On le voit : l’idée qu’il s’agirait d’empêcher l’Iran « d’atomiser Israël » est carrément fantaisiste. Les objectifs de cette attaque israélienne, soutenue par l’Occident, sont donc autres.
L’idée qu’il s’agirait d’empêcher l’Iran « d’atomiser Israël » est carrément fantaisiste.
Pour Israël, pointe avancée des intérêts occidentaux au Proche et Moyen-Orient, il s’agit effectivement pour partie d’empêcher l’acquisition par l’Iran de l’arme nucléaire mais pas dans l’objectif “préventif” et “défensif” avancé (se protéger d’une menace nucléaire iranienne inexistante). C’est que l’obtention de la bombe atomique par l’Iran renforcerait sa position, rendrait le pays beaucoup plus difficilement attaquable (ce qui est le but de la dissuasion nucléaire) or le souhait de faire tomber le régime par la force par le camp atlantiste est assez clair, et ce depuis l’accession au pouvoir de l’ayatollah Khamenei qui avait renversé le Shah d’Iran en 1979, lui très proche des Américains et des occidentaux. Cette arme nucléaire iranienne augmenterait aussi la course aux armements nucléaires dans la région et donc la prolifération, or les occidentaux souhaitent que les armes nucléaires prolifèrent, mais uniquement entre eux. Cette guerre israélienne vise donc à affaiblir l’Iran mais aussi, et peut-être surtout, à ressouder le soutien occidental à Israël qui s’érodait petit à petit en raison du génocide à Gaza, qui déplait aux opinions.
« C’est à nous de nous libérer du joug de la dictature et de la théocratie. »
Fariba Hachtroudi, écrivaine et journaliste franco-iranienne
Parfois c’est la libération des femmes qui est avancée pour justifier cette guerre contre l’Iran. À ce propos, l’écrivaine et journaliste franco-iranienne Fariba Hachtroudi rappelait que « c’est à nous de nous libérer du joug de la dictature et de la théocratie » et qu’on ne libère personne en les tuant à coups de bombes. Et effectivement, il n’est pas sûr que les femmes afghanes, soumises au régime des Talibans, soient aujourd’hui très satisfaites du bilan de “leur libération” par les Etats-Unis.

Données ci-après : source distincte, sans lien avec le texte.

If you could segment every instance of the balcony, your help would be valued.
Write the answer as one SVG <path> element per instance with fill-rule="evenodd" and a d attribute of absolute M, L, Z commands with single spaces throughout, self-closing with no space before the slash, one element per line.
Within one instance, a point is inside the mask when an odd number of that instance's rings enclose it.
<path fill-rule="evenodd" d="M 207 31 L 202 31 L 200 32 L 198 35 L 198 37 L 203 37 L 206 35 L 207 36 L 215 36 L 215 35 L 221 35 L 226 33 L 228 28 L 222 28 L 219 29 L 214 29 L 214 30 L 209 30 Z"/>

En définitive, derrière les mises en scène alarmistes, la guerre menée par Israël contre l’Iran — avec le soutien zélé des puissances occidentales — repose sur un mensonge stratégique. Non, l’Iran ne menace pas d’anéantir Israël par une frappe nucléaire imminente. Non, cette guerre n’est pas un acte de défense légitime. Elle s’inscrit dans une logique impérialiste classique : empêcher par tous les moyens l’émergence de puissances régionales indépendantes, maintenir l’ordre géopolitique établi, et détourner l’attention des crimes de guerre bien réels commis à Gaza. Les précédents irakiens, afghans ou libyens devraient pourtant nous alerter : au nom de la paix, de la démocratie ou des droits des femmes, ces guerres ont semé le chaos, le terrorisme et la misère. La prolifération nucléaire est un grave danger. Mais elle ne peut être dénoncée à sens unique, en autorisant les bombes des uns tout en criminalisant les ambitions supposées des autres. Face à la propagande guerrière, à l’instrumentalisation cynique des droits humains, et à l’oubli systématique du droit international, il est plus que jamais urgent de refuser l’alignement, d’exiger une diplomatie fondée sur des faits et de rappeler que la paix ne vient jamais des bombes — surtout quand elles sont larguées au nom du mensonge.